Mitt Romney’s three state sweep this Tuesday is being touted as the tipping point in his surge toward the Republican nomination. The candidate whose greatest ability has been his inevitability now seems all but destined to become the Republican nominee. But in this moment of near-triumph, it is worth examining the great failure of Romney’s campaign so far. In a country that loves to see candidates grow and evolve, with a media primed to write the redemptive campaigning comeback story, Romney never seemed to get better as a candidate, never had that turnaround moment.

Instead, he has been the Steady Eddie of the campaign trail, grinding his way toward the nomination, surviving the occasional gaffe, with no appreciable improvement in his political skill set. His constancy is impressive but his inability to learn, to improvise, to get better, is disturbing. While it is fun to bash an inexperienced opponent by saying the presidency is no place for on-the-job training, the job is so different from any other job that on-the-job training is the only way to function effectively in office. Former governors like George W. Bush and Bill Clinton have had to work hard to adjust to the ways of Washington, while former senators like Barack Obama and John Kennedy have had to work equally hard to master the executive skills required.

Different presidents come in with different talents, but all need to adapt, to stretch, to grow. Either Romney does not have that ability at all, and is just too rigid, or he does not have that ability politically, and is just too patrician. Either way, this failure to kickstart his campaign, to turn it around, and to become the new improved candidate, is worrying.

As a result, Romney looks like he is on his way to inheriting the nomination rather than earning it.

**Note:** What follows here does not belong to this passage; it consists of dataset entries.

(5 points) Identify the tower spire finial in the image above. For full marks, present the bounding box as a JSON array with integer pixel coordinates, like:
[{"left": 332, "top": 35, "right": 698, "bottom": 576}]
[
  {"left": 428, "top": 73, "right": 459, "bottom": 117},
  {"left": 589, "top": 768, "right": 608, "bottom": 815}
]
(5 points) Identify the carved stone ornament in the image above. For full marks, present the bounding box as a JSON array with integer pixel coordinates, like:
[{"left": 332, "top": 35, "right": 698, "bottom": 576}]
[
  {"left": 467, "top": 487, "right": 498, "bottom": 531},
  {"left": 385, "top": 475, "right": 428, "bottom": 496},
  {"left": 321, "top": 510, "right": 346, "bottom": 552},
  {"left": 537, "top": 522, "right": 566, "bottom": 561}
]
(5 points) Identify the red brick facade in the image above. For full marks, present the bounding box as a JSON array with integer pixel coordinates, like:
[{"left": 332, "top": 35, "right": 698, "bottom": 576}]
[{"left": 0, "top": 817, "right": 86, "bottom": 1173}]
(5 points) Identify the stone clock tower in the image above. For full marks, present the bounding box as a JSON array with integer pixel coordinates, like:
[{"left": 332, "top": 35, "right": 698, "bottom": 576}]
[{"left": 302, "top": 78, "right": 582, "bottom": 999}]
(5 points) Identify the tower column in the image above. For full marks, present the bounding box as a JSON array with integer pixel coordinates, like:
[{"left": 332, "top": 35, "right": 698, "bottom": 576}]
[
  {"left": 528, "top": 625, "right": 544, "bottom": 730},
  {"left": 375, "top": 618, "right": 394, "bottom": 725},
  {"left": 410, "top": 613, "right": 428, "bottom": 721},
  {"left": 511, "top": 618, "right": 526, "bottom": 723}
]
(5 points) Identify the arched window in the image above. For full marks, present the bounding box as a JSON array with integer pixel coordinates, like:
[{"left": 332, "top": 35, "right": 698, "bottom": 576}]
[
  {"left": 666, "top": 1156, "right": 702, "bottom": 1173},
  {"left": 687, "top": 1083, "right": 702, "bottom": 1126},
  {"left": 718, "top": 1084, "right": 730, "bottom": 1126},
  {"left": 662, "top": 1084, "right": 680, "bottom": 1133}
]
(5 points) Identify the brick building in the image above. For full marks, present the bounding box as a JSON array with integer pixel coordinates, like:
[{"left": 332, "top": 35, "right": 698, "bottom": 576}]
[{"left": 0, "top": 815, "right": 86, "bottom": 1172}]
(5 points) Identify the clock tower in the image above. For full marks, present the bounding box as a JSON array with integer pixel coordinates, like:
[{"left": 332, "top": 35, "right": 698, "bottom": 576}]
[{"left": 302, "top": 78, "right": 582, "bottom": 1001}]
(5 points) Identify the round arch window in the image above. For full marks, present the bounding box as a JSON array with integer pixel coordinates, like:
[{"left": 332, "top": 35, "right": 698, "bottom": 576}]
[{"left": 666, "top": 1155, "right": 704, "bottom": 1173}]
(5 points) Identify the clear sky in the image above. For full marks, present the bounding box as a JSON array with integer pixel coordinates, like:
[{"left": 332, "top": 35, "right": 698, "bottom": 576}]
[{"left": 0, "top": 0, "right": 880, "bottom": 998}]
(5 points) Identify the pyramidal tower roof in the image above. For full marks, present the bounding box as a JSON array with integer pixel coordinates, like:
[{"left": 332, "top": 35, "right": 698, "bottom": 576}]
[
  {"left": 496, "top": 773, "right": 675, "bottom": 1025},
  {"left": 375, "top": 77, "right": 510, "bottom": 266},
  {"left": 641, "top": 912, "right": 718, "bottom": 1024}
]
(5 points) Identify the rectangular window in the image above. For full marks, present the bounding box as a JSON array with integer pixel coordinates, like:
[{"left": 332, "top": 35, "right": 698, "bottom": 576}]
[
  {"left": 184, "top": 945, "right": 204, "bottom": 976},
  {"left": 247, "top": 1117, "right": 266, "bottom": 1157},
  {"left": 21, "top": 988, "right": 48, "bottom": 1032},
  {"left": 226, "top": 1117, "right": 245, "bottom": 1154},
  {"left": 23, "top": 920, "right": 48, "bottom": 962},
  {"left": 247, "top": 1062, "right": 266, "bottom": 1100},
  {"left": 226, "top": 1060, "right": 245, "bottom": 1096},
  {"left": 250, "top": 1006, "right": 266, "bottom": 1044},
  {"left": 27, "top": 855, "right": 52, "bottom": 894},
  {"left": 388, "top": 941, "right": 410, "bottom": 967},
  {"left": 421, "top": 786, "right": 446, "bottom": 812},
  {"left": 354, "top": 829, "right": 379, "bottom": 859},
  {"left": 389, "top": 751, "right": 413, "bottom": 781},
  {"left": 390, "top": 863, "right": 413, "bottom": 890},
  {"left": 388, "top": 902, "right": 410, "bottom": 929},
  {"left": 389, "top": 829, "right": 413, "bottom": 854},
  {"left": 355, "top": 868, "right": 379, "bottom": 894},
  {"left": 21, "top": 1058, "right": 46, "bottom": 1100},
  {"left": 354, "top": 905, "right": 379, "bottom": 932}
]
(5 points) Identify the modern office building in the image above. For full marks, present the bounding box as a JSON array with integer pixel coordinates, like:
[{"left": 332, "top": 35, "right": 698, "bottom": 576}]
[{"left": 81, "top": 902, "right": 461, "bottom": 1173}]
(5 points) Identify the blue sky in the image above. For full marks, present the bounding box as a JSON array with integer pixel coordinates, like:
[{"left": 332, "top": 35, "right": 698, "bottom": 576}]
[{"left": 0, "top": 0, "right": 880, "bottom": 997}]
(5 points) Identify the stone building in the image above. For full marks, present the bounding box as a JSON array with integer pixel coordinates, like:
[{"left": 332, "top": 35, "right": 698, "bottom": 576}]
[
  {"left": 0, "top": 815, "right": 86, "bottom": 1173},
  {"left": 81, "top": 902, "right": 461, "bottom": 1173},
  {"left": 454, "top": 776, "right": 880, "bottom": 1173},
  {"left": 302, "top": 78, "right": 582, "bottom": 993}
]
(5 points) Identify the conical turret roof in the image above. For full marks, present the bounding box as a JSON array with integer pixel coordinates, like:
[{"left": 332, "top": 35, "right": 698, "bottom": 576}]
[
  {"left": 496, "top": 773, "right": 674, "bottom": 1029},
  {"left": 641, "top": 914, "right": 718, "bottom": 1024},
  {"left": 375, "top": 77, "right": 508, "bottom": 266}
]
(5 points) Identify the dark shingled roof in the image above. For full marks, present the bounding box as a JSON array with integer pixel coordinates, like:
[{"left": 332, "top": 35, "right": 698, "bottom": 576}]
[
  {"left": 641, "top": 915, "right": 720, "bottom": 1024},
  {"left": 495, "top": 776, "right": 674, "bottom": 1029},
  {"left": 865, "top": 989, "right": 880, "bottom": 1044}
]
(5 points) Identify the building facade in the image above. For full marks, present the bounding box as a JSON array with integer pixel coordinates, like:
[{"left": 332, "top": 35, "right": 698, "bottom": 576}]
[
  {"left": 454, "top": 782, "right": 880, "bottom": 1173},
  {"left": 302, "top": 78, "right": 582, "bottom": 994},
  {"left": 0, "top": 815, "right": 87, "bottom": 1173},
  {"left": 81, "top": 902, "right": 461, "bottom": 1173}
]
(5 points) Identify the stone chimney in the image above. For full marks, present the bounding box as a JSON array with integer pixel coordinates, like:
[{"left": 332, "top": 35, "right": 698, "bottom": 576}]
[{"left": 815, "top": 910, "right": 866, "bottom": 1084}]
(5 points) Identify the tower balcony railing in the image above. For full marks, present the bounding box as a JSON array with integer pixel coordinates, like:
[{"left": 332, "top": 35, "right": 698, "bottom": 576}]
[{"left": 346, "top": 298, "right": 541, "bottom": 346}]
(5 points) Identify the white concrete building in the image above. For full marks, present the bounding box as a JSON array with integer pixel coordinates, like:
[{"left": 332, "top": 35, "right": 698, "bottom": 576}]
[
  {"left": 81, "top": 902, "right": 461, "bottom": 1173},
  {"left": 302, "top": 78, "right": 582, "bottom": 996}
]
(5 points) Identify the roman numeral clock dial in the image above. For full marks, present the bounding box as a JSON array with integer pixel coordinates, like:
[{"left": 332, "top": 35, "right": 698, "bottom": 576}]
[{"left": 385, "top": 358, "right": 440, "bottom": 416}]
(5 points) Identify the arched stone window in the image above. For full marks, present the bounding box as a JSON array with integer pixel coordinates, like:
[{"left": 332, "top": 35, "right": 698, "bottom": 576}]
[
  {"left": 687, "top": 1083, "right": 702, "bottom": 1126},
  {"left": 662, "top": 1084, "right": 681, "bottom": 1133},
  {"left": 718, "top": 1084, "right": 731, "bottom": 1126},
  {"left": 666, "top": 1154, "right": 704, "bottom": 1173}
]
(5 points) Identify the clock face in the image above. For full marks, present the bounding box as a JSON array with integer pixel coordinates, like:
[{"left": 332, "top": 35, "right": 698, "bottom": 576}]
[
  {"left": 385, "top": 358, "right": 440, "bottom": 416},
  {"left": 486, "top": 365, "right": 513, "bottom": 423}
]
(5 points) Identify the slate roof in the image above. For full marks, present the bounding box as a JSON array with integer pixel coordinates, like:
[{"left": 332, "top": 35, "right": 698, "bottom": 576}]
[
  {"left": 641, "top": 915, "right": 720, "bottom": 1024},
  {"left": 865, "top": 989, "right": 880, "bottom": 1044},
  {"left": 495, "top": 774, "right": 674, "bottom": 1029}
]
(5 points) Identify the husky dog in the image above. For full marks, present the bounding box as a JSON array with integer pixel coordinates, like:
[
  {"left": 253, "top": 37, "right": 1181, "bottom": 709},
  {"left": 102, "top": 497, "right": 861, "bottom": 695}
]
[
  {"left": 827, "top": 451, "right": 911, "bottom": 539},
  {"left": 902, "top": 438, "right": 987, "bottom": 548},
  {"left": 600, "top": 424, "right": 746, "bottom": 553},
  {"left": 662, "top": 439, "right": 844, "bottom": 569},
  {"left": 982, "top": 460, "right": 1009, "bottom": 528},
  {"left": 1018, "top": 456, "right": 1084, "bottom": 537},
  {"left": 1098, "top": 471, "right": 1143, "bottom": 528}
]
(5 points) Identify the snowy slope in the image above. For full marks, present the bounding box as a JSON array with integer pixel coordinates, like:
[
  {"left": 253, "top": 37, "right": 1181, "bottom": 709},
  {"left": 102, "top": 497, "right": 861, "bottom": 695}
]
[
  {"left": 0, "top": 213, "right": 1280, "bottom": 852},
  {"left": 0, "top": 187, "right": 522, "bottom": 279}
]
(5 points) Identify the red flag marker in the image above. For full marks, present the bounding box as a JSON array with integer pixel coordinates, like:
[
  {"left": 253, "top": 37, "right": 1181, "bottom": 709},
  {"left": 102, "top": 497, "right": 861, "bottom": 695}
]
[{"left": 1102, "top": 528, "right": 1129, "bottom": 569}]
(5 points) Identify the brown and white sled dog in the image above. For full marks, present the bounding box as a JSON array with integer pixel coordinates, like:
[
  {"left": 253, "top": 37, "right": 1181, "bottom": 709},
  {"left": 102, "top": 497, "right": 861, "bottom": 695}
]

The last candidate to back his way into the nomination, Bob Dole, enjoyed higher popularity ratings in the spring of 1996 than Romney does. After months of exposure to the American people, after tens of millions of dollars spent, the latest polls suggest that only about a third of Americans view Romney favorably, and half view him unfavorably. Those low numbers and Romney’s  rigidity should be sobering to Republicans.

Of course, they can point to the Ford surge of thirty points or so in 1976, the Dukakis crash of twenty points or so in 1988, and even the repositioning Bill Clinton had to do in 1992. Campaigns are volatile. The stakes are high. The fight will be intense.  But unless Mitt Romney can start incorporating feedback, making adjustments, improving his political skills, he will be broadcasting a warning message to Republicans who desperately want to win in November, as well as Americans who desperately want to see strong leadership in the White House, in the event that he nevertheless does win in November.